Résumé des chroniques précédentes

Connaître l’Histoire de l’Ecole de Nice dans tous ses ressorts fait partie intégrante de son émergence, de ses développements et même de ses succès. Or le monde de l’art aime gommer les cheminements que pour ne conserver que la légende !.. La saga des Médecins, maires de Nice, doit retenir toute notre attention. Elle est très significative…

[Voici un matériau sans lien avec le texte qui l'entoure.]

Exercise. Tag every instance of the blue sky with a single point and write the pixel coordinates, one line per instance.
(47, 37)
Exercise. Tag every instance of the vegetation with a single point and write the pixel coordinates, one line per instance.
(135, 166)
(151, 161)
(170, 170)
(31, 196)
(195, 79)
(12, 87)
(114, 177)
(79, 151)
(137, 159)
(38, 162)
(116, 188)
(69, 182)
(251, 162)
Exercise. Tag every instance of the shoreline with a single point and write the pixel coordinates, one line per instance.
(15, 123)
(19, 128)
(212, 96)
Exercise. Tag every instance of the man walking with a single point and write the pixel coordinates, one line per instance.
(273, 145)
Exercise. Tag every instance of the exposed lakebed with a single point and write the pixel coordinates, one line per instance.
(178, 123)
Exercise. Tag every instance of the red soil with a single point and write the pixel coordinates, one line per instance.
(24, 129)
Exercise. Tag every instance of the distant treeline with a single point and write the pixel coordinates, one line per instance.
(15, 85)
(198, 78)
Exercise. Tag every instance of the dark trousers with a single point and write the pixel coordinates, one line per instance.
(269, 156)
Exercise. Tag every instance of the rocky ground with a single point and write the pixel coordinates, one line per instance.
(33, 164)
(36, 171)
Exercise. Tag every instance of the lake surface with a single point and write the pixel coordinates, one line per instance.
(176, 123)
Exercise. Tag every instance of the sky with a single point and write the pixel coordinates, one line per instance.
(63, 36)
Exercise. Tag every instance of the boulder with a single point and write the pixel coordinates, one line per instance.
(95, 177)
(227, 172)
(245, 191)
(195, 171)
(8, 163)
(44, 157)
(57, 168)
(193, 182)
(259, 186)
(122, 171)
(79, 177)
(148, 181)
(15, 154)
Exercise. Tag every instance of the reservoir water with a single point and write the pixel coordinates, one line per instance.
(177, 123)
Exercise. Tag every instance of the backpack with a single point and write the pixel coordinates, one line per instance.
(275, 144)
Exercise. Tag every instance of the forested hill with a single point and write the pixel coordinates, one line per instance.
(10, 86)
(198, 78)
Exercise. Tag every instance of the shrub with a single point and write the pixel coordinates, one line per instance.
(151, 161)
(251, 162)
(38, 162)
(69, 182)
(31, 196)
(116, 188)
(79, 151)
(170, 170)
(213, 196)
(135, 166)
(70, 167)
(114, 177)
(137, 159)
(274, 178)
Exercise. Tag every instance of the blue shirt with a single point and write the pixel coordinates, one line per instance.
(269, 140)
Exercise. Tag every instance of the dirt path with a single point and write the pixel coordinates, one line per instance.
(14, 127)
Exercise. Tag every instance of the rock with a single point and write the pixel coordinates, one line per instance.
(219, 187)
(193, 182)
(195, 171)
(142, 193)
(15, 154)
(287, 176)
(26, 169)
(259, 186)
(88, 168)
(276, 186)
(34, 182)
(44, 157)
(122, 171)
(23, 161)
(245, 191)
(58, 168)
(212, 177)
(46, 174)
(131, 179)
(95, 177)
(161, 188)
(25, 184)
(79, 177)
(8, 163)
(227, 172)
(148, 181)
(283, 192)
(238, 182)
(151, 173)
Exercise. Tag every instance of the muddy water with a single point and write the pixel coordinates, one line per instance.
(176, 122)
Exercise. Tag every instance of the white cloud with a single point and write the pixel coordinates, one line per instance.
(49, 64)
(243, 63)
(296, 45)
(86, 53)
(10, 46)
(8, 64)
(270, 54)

Très réticent et même hostile lors de ses débuts comme magistrat, aux artistes de l’Ecole de Nice -qui le lui rendaient bien (!)-, Jacques Médecin progressivement va changer son regard sur l’Ecole, au grand dam de ses électeurs de la droite « profonde ». Il est vrai qu’il sut toujours bien se faire conseiller. Il pris à ses côté Hervé de FontMichel, puis surtout André Barthes comme « adjoints » à la Culture et il engagea Claude Fournet à la Direction des Musées de Nice.
Ce dernier fit une politique d’achat d’œuvres très intelligente, il sut surtout se faire apprécier, et sur le plan international, et sur le plan… local (voir Chronique 22). Notamment, son génie fut d’apprivoiser par ses expositions d’Art contemporain la plupart des artistes niçois. Et le 21 juin 1990, le musée d’Art moderne et d’Art contemporain de Nice –le MAMAC- était inauguré en grande pompe !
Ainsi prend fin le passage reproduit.